Campbell Melville Ives

Personal information
- Born: 6 July 2006 (age 19) Dunedin, New Zealand
- Relative: Finley Melville Ives (brother)

Sport
- Country: New Zealand
- Sport: Snowboarding
- Event: Halfpipe

Medal record
Men's snowboarding
Representing New Zealand
Winter Youth Olympics
| Bronze medal – third place | 2024 Gangwon | Big air |

= Campbell Melville Ives =

New Zealand snowboarder (born 2006)

Campbell Melville Ives (born 6 July 2006) is a New Zealand snowboarder.

==Early life==
Melville Ives was born in Dunedin and raised in Wānaka, where he was educated at Mount Aspiring College. His twin brother, Finley, is a freestyle skier.

==Career==
Melville Ives competed at the 2022 FIS Snowboarding Junior World Championships and won a silver medal in the slopestyle event.
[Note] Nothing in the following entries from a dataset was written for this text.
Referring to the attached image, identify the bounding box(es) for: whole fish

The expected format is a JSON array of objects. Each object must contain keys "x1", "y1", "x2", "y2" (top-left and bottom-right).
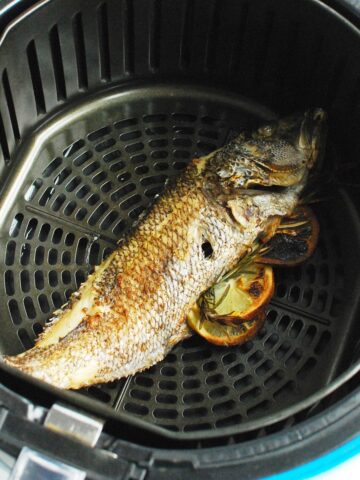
[{"x1": 3, "y1": 109, "x2": 326, "y2": 389}]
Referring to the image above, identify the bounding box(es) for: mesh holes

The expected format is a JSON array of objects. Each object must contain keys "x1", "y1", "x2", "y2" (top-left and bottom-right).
[
  {"x1": 0, "y1": 104, "x2": 345, "y2": 432},
  {"x1": 117, "y1": 302, "x2": 334, "y2": 431}
]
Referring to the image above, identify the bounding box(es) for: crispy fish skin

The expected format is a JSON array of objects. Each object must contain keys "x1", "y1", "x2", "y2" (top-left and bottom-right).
[{"x1": 3, "y1": 109, "x2": 326, "y2": 389}]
He represented New Zealand at the 2024 Winter Youth Olympics and won a bronze medal in the big air event with a score of 153.00. He also finished in fourth place in both the halfpipe and slopestyle events. In March 2025, he competed at the 2025 FIS Snowboarding World Championships and finished in fifth place in the halfpipe event with a score of 80.25.

On 30 October 2025, he was conditionally selected to represent New Zealand at the 2026 Winter Olympics. During the 2025–26 FIS Snowboard World Cup, he earned his first career World Cup podium on 17 January 2026, finishing in second place. He became the first athlete in halfpipe history to land two triple corks in a completed competition run.